野尻先生は「ふと」というものを大切にした。

「兆し」であるかもしれないからだ。

師から「野尻泰煌論」を書いて欲しいと亡くなる二週間前お願いされた。

その時「はい」と答える。

しかし「野尻泰煌論」は元より書くつもりは無い。

師が書いて欲しかったのは「野尻泰煌論」ではないからだ。

でも全てを引いて見た時、

結果的に「野尻泰煌」という人物を伝えられると手応えは感じている。

これから書こうとしている「亡き師への手紙」は最も解りやすい部分で書かれるだろう。

他に書こうとしている本は恐らくほとんどの人にとっては理解し難いものになるから助けになると思える。

先生は余りにも複雑な人だった。

難しすぎる知恵の輪。

大きすぎるパズル。

私は師に度々そう例えた。

亡くなる二週間ほど前も言った。

「五歳の子供と八十六歳の学者が仲違いせず同居している」

彼は大笑いし「なるほどね。その通りだと思うよ!!」と関心しきりだった。

複数のタイトルで本にするつもりである。

1つ辺りが長くなるのでライフワークになるだろう。

私はとにかく遅筆である。

気は長く無いのだが、体力がない。

これらは先生が亡くなる一ヶ月前に決めていた。

遂に師へは伝えることが出来なかった。

書き進んだ段階で「よし! コレで行ける」という確信に至ってから告げるつもりだった。

2021年辺りには見せられると思っていた。

先生は終わった人間、予定、物事を二度と振り返らない人だった。

君江さんのことも見事に忘れていった。

昨年等は「君江さんのことはマッチャンに聞いた方が間違いないね」と笑った。

「僕を冷たい人間だと思うかい?」先生は何度か質問してきたことがある。

私の小説に関しては違ったようだ。

「野尻泰煌論を書いてよ」と言い換え改めて望んだ。

これは「小説」は諦めているということも意味する。

私は全く諦めてなどいなかった。

物別れに終わった部分をどう埋めるかずっと考えていた。

そもそも切ったのは先生だし、切られたのは私である。

切った理由は簡単である。

「流れが変わった」から。

だから意外だった。

野尻泰煌の小説

私は20年前と10年前、二度に渡って師の小説を書こうと試みた。私が軽い気持ちで言った時、師は衝撃を受けていたことが思い出される。その理由は後ほど聞かされる。師の母が晩年やる予定だったことだからだ。

一度目はともかく、二度目は二年に渡る執筆となる。

A4換算で上下二段の450ページほど書いただろうか(後で確認したい)、師は一年半以上経過したある日、突然キレた。一向に終わらないからだ。終わらないどころか序盤も序盤である。「これまで書いたやつ全部印刷して読ませろ! どうせつまんないもんだろ!!」と怒鳴りだした。

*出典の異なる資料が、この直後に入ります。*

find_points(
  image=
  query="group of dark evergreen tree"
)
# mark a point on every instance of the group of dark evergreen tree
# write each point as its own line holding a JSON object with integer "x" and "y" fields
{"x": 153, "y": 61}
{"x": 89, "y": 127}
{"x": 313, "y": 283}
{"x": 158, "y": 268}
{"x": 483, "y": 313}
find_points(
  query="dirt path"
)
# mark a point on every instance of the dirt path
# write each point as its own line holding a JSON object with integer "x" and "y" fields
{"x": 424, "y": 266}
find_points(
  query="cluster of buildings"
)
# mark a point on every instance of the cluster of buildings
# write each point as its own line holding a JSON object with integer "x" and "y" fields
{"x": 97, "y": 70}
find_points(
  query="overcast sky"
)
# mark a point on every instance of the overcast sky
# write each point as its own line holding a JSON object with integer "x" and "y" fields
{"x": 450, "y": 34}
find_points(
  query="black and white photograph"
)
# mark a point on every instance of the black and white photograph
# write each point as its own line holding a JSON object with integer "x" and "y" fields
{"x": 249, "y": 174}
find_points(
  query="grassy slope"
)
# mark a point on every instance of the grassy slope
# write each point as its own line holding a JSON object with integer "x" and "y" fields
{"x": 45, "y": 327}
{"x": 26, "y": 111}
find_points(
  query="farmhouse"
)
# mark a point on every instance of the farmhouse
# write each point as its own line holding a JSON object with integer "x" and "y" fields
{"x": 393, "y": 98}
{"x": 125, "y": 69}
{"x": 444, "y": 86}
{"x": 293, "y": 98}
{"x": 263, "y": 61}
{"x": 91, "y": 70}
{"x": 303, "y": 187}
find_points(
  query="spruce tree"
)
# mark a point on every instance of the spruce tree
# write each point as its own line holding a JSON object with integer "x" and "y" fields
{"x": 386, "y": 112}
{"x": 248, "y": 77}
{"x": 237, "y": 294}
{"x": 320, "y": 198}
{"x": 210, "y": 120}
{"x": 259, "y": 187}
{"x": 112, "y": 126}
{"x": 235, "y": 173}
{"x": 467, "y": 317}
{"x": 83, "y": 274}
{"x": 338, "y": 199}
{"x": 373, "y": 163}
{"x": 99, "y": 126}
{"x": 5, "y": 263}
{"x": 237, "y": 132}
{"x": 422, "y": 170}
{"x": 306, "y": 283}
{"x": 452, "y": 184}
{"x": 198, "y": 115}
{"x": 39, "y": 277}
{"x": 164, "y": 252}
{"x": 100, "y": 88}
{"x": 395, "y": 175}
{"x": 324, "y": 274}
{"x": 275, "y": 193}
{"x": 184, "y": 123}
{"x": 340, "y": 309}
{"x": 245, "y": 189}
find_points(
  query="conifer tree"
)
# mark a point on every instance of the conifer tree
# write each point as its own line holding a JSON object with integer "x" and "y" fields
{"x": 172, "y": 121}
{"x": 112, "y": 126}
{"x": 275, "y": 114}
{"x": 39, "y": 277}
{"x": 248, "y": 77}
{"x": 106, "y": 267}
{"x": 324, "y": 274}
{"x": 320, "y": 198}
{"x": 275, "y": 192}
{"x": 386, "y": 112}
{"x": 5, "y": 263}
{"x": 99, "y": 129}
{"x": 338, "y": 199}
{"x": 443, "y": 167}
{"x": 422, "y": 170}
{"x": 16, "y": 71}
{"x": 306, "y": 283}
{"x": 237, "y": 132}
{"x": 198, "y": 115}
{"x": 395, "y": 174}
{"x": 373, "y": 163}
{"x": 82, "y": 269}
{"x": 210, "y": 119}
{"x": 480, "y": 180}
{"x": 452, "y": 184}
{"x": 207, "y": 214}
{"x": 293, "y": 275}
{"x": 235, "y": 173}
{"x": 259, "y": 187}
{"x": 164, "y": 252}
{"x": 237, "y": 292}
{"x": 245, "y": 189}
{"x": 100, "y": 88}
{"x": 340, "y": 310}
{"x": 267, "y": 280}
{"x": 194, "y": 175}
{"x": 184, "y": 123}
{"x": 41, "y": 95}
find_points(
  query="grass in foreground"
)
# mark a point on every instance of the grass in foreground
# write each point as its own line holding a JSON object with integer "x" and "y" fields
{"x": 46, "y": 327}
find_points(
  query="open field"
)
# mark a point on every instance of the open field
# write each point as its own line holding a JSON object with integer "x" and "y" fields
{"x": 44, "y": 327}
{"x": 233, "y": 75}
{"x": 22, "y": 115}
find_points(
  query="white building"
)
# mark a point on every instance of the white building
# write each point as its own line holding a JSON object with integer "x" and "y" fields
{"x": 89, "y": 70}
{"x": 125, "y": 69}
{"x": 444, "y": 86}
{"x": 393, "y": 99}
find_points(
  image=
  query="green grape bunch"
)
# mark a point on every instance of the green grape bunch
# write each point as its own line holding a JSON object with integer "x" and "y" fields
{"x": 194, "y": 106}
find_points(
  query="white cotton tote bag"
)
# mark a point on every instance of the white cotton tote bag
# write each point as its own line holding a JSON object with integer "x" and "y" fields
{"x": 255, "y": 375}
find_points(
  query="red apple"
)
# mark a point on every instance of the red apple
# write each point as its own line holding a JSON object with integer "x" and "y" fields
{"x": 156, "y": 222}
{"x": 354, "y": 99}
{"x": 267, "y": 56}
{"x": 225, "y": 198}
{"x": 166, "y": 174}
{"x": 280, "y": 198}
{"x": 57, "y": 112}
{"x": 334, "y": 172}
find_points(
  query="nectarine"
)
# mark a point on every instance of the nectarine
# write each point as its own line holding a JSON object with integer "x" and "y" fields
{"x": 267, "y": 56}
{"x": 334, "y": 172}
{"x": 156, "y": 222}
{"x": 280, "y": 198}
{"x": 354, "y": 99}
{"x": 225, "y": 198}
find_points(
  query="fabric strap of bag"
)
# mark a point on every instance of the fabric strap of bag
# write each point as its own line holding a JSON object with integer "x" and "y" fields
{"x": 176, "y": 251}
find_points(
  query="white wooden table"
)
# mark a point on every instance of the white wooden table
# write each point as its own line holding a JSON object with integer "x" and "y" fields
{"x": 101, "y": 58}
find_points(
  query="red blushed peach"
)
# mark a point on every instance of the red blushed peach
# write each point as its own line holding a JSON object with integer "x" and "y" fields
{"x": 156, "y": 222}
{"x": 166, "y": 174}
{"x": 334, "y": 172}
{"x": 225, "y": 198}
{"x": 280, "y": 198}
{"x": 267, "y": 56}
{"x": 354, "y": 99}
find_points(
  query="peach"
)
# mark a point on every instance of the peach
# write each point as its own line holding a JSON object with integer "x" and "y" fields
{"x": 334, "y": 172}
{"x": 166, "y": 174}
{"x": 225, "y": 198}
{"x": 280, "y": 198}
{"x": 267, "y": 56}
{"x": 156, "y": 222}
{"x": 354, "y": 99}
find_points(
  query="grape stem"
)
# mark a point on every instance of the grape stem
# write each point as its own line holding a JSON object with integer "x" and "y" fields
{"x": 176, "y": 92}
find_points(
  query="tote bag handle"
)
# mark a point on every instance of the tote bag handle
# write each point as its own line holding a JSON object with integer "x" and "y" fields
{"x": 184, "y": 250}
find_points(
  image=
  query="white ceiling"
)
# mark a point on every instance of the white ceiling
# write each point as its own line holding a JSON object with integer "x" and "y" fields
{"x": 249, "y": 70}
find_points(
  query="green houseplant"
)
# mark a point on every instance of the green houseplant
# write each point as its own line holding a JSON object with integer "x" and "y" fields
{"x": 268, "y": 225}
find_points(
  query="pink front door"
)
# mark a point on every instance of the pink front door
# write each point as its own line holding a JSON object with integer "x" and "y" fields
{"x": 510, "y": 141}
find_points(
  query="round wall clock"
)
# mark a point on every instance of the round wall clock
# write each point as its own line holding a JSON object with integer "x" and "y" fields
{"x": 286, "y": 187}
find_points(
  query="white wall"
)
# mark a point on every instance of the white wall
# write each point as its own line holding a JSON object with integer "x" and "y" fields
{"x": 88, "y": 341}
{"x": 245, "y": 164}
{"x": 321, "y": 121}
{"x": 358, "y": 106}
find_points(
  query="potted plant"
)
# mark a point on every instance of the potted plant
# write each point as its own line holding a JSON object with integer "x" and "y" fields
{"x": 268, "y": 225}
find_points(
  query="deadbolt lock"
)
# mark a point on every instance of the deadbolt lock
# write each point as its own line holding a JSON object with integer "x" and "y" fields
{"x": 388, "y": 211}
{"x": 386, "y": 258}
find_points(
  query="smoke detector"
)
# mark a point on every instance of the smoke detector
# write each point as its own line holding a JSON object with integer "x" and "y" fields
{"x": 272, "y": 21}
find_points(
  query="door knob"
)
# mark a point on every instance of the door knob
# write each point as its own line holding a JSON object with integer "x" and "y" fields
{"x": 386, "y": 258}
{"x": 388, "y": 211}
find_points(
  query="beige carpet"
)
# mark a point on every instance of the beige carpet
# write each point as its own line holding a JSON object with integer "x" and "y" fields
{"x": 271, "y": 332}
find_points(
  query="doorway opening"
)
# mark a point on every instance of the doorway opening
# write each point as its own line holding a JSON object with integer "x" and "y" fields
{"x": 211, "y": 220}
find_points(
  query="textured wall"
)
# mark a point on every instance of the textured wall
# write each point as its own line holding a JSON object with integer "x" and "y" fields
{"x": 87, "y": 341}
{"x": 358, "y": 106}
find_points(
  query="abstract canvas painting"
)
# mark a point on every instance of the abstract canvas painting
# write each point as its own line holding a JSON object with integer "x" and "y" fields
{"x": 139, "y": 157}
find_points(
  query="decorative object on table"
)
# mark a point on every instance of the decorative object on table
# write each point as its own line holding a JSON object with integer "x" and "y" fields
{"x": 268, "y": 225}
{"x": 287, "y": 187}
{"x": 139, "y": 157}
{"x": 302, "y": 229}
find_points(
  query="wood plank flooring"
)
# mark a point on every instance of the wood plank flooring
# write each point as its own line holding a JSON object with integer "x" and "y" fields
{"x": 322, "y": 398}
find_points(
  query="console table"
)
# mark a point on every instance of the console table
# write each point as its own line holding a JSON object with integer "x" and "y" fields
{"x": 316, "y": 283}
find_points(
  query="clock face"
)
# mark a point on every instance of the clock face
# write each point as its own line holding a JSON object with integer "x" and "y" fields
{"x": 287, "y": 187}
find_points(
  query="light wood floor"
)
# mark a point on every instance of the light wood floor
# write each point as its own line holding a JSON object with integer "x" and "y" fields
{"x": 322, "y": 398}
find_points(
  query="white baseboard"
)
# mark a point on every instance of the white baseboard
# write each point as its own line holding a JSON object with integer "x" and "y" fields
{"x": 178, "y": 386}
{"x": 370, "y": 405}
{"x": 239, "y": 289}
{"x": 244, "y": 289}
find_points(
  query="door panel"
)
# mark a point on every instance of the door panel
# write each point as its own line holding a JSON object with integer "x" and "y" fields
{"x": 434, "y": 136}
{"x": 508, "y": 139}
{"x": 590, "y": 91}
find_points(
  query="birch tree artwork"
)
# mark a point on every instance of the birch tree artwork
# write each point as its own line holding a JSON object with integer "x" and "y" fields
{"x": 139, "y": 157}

私は「わかりました」と冷めて応えた。妙に冷静だった。始まってすぐ、いずれこうなることはわかっていたからだ。そして次にどうなるかも概ね検討がついていた。その日、師は私を終始愚弄し、今で言うディスり続け、その日の稽古は終わる。にもかかわらず、帰り道は自分でも驚くほど腹が立たなかった。

小説を渡した翌日、夜に電話は来た。

師は何事も早い。とはいえ、量が量である。翌々日かと思いきや予想より早かった。電話をとる時、少しだけ緊張する。師は興奮した口調で一気に捲し立てた。

「自分のことだと思えない!! 凄く面白い!! 僕の人生は本当にこの通りなんだ!! 本人が言うんだから間違いない!! 嘘偽りがなく、大袈裟でも虚飾も無いのに面白くて読みだしたら止まらないよ!! 気づいたら朝になってた。少し寝てから直ぐに読み直して、もう二回は読んだ!! 今、三回目だ!! このままでいいよ!! このままでいこう!!」

私は淡々と「そうですか。わかりました」と言って電話を切る。

驚きは無かった。でも自信とかそういう類の話ではない。書く側の心境としては「面白いから書き続けられる」のであり、何より「素材が極めて面白い」から、そのまま書けば面白くなるのは「当然」という感覚だった。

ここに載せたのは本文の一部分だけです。